Gov. Ron DeSantis on Thursday followed up a confrontation with young people wearing face masks the previous day with more pandemic messaging behind a sign reading “prescribe freedom.”
Returning to Panama City, DeSantis attempted to sell the Free Speech of Health Care Practitioners Act, a “timely and important” legislative proposal still alive in the House and Senate but not poised as of yet for a floor vote in either body.
“It has not gotten across the finish line,” DeSantis said. “Let’s make sure we can do it.”
The Governor’s 11th-hour push for the bill may give it momentum, if only as a tack-on amendment to another bill during the dizzying final stretch of the 2022 Legislative Session.
DeSantis complained about a “very politicized medical establishment … informed by a particular type of political ideology, unfortunately.”
The Governor laid into Dr. Anthony Fauci and associated “lockdown” policies, as he has done before, lamenting “the coercive force of the state” being “imposed” in places outside of Florida.
He also expressed annoyance at the relaxation of COVID-19 masking protocols for the State of the Union address.
“All of a sudden the guidance has changed,” DeSantis said. “Is that how the science works? Does the science change based on polling data? Does the science change because you have a midterm election coming up?”
DeSantis warned “threats to freedom” remain despite Florida’s best efforts, again discussing Google and YouTube restricting COVID-19 commentary that deviates from the medical consensus.
“You have to have protection for the First Amendment rights of people that are practicing medicine,” DeSantis said, defending the right to “go against the narrative” on COVID-19 treatment and origins.
The Governor also criticized “Big Pharma,” which he said “has a hammerlock” over the medical profession with its privileged patents and logrolling in the legislative process. The “medical establishment is really in lockstep with those big drug companies,” he added.
DeSantis had support in the form of Florida’s Surgeon General and the state’s Chief Financial Officer, who often makes Panhandle trips with the Governor, as well as medical professionals standing behind him with prefab signs reading “Free Speech Free State” and “Science Not Censorship.”
“It would be one thing if, when you were proven right, people would acknowledge it,” Surgeon General Joe Ladapo quipped. “Nope.”
Ladapo, who came to prominence as an opponent of stringent COVID-19 mitigation policies, said “truth” itself was at stake with this bill, with doctors who bucked the consensus kicked off of social media.
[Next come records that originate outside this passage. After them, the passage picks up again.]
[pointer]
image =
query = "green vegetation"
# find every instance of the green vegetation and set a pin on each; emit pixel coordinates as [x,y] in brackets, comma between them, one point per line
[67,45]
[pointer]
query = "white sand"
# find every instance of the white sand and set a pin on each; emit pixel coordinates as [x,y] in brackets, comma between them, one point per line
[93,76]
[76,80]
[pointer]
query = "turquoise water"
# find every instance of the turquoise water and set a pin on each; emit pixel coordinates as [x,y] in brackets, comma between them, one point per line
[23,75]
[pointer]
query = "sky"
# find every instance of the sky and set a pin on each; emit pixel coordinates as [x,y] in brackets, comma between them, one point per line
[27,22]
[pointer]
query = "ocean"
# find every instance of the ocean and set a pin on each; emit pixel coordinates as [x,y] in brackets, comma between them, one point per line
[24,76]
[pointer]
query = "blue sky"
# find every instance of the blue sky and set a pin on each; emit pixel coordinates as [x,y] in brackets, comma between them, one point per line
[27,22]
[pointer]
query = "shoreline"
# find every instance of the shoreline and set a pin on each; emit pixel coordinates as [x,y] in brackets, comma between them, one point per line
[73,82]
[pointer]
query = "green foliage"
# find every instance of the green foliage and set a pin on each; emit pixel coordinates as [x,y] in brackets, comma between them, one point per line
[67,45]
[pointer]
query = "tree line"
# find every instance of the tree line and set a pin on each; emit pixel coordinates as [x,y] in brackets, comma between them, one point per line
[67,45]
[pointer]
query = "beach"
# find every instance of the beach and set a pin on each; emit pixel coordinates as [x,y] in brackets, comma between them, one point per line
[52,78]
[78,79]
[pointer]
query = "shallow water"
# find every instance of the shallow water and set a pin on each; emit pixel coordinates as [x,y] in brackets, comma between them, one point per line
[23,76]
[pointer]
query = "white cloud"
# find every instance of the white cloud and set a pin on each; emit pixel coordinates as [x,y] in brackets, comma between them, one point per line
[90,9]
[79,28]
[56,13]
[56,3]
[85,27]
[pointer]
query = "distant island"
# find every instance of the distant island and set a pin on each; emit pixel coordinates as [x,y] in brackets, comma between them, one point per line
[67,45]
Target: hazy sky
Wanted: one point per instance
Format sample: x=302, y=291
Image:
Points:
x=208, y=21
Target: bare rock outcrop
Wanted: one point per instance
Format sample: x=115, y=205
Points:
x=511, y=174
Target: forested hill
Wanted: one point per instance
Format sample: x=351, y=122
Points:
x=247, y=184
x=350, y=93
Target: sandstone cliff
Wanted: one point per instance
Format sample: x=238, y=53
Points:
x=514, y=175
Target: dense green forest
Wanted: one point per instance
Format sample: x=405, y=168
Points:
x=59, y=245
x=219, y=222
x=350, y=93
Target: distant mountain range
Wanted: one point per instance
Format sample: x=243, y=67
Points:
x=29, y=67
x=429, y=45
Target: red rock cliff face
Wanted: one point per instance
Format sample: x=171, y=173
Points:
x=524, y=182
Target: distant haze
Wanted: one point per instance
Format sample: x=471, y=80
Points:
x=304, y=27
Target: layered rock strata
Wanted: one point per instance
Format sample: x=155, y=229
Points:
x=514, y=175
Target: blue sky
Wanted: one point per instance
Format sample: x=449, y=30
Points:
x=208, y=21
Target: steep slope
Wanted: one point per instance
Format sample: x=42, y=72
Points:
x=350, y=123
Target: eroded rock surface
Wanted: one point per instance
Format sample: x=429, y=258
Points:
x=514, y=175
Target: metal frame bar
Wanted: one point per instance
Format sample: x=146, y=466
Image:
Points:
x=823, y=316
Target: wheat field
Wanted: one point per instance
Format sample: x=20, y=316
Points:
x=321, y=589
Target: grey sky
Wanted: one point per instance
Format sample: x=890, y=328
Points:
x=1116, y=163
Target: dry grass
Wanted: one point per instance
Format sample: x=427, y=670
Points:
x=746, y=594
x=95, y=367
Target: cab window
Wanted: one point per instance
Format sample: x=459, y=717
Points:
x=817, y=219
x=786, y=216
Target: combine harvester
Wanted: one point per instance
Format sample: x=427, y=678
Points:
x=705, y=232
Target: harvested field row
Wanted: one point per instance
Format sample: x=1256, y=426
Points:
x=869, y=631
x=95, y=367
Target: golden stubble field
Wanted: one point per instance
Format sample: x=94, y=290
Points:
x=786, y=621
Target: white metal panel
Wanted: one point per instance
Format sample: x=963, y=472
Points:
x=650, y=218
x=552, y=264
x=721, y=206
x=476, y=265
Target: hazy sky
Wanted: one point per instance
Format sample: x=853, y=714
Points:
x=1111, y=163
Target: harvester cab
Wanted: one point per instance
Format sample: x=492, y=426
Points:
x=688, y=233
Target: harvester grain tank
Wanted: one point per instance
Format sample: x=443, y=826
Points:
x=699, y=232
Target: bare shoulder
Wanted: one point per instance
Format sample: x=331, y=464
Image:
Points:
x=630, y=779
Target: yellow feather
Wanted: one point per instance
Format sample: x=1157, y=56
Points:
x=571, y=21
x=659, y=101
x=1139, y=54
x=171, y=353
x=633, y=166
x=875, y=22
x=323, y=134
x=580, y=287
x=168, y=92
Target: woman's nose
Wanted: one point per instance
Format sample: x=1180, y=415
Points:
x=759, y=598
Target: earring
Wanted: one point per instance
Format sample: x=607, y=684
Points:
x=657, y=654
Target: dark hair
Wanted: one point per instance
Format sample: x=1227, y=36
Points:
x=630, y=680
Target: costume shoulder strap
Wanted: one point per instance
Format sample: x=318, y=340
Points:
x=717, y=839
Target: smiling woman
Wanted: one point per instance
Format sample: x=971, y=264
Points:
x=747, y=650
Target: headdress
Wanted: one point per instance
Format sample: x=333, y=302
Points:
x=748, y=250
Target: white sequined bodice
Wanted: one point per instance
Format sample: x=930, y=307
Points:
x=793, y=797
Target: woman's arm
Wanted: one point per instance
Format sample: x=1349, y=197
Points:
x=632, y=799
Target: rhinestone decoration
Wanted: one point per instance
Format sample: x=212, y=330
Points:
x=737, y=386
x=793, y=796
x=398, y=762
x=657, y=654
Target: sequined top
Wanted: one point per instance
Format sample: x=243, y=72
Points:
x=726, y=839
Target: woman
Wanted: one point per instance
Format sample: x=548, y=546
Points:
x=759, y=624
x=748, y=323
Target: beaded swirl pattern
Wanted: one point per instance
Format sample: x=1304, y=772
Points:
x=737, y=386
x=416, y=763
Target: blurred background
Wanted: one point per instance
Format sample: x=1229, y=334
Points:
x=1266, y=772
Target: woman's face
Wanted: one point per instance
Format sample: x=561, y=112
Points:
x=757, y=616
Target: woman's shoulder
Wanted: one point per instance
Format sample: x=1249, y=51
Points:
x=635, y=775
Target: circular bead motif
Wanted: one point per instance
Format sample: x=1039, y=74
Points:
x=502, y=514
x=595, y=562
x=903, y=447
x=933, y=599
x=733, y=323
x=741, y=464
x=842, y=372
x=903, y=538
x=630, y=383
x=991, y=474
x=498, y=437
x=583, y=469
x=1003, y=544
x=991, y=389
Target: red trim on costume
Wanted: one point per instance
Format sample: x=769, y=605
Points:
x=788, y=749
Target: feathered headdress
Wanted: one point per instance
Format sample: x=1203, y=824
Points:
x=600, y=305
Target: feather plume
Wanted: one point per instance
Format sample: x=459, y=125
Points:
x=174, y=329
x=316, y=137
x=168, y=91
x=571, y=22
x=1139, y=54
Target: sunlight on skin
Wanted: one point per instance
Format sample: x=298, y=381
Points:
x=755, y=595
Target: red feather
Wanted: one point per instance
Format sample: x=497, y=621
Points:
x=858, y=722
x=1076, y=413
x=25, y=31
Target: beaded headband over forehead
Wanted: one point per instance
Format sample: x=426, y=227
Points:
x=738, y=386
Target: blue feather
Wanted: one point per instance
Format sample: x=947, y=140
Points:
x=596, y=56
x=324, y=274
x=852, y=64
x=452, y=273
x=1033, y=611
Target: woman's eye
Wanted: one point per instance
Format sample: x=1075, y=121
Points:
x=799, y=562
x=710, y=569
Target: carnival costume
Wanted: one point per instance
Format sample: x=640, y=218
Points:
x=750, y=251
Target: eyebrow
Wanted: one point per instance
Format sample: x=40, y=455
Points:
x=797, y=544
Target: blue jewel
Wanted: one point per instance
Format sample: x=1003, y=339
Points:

He held up a mask, expressing indignation that “some people think that these things save lives.” The Surgeon General said the CDC leaned on “shaky studies” to make their more stringent recommendations.
CFO Jimmy Patronis lamented “rogue blue state Governors’ policies,” saying they proved that “political science wins over real science” outside of Florida.
For DeSantis, who urged people to buck the CDC last week, and tweeted out video of his strong advice to minors to shed their facemasks on Wednesday just minutes before Thursday’s remarks, it is clear the commitment to pandemic messaging continues as the 2022 Legislative Session winds down and the campaign heats up.
The political science show cannot go on.